When you first log into Fuzzbuzz, you're presented with a blank homepage and an "Add New Project" button. Click this button, and select "Coverage Guided Fuzzer".
You'll then be presented with a Git Providers screen. Right now Fuzzbuzz supports GitHub, but GitLab and Bitbucket integrations are coming soon.
Select GitHub and press Next.
Finally, you will be redirected to GitHub to authorize the Fuzzbuzz app. This initial authorization is used to gather a list of the projects you have access to. You will then be asked to install the GitHub app on your organization or repository.
Once you're finished, select the project you wish to test.
Fuzzbuzz will automatically detect your fuzzbuzz.yaml
file, check it for any errors, and then begin building your code. You can click the job in the Overview page to watch the build logs as your fuzz tests are compiled.
Step 7: Finding Bugs
When the build finishes, Fuzzbuzz will automatically detect any fuzz tests in your code, distribute them onto a cluster of CPUS, and begin testing them. Once your fuzz test has started running, you will see some general statistics about the progress the fuzzer is making, and after a few seconds you should see a bug appear. Congratulations - you've just found your first bug with Fuzzbuzz!
There are many details and features that we'll be skipping over in this tutorial. For more information about the capabilites and features of Fuzzbuzz, head over to the platform overview.
Click on the bug to view more details.
On this page you can find detailed information about the bug, including a stacktrace showing the exact line of code where the bug was encountered.
View the exact input that caused the bug by clicking the "View Input" button in the top right.
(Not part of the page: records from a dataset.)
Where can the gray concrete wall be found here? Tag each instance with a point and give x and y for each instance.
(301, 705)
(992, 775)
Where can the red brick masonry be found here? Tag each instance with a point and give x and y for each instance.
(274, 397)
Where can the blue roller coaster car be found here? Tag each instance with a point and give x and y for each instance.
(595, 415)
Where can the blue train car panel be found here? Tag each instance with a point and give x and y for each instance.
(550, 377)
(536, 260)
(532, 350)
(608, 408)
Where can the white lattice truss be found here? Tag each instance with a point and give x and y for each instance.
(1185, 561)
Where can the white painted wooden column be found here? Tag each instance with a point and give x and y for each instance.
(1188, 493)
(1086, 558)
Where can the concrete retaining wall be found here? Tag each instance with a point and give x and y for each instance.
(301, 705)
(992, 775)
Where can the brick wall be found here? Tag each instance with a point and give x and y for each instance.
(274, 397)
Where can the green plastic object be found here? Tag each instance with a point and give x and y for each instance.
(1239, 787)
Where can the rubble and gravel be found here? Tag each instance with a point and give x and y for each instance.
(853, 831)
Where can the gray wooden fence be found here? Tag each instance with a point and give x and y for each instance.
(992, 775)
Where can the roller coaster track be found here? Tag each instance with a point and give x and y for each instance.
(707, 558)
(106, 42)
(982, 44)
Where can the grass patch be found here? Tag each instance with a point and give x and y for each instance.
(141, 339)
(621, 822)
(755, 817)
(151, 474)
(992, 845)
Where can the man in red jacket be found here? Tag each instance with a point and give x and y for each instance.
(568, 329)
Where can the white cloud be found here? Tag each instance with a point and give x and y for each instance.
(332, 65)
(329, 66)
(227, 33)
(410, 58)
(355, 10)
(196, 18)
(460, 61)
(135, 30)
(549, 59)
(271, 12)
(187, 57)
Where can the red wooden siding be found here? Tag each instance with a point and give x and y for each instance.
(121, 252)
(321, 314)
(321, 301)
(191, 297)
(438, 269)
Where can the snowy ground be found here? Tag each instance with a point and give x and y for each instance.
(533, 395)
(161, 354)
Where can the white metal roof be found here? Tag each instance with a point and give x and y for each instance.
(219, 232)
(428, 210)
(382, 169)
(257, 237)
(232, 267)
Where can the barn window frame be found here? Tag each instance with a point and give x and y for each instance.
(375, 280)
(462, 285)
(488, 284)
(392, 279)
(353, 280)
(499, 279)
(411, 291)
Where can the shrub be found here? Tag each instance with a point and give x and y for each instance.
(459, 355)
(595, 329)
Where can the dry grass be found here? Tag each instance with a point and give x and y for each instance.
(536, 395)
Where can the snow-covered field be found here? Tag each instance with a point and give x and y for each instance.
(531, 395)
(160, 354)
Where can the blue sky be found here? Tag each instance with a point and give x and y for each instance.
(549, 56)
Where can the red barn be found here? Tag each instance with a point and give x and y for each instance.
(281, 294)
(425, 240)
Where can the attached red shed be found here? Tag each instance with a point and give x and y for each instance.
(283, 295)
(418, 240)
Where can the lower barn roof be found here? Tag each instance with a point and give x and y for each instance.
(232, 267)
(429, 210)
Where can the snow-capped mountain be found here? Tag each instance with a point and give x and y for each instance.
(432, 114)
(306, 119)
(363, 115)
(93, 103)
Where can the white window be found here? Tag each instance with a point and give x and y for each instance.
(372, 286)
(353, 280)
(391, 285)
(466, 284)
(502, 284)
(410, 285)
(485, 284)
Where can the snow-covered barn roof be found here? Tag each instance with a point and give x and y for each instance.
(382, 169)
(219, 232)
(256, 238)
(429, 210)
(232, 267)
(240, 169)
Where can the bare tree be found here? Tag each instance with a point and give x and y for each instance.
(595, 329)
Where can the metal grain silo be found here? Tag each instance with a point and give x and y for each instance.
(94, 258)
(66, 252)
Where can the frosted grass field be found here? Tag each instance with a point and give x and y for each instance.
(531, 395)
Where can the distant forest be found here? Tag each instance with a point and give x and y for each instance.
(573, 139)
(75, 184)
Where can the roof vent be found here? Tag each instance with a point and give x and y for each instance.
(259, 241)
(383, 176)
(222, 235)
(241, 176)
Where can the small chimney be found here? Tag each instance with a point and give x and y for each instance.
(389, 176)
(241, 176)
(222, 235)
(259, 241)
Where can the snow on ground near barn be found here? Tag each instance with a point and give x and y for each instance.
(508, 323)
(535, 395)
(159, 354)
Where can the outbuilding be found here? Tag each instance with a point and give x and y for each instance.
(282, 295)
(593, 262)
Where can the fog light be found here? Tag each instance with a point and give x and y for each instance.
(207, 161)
If the fuzzer you are using is structured or supports multiple input values, this page will display each input separately in a structured viewer for easy inspection.
To view instructions on how to reproduce the input locally, move the switch in the top right from "JSON" to "Reproducer".
Step 8: Fixing Bugs
Now that we've found a bug, it's time to fix it. Open broken.c
, and change the bounds check from >=
to >
, so the function looks like this:
#include <stdint.h>
#include <stddef.h>
int BrokenFunction(const uint8_t * Data, size_t Size) {
return Size > 3 &&
Data[0] == 'F' &&
Data[1] == 'U' &&
Data[2] == 'Z' &&
Data[3] == 'Z'; // :‑<
}
Push your code back up to GitHub. Fuzzbuzz will automatically pick up your new change, rebuild your tests, and begin fuzzing the latest version of your code.
After the build finishes, you will notice a new Regression Testing tab.
Here you can watch Fuzzbuzz as it runs regression tests on your code. These tests consist of checking if any open bugs have been fixed, old bugs have been reintroduced, or if any previously-found corpus inputs now cause bugs. In this case, you should see the bug we found turn from red to green, indicating that it has been fixed by our most recent change.
Once regression testing has finished, Fuzzbuzz will automatically start fuzz testing your most recent commit.
Step 8: Next steps
You've learned the basics of how to set up fuzz tests on Fuzzbuzz! Consider checking out our Platform Overview for a more in-depth look at all the features Fuzzbuzz has to offer, like our code coverage viewer and integrations.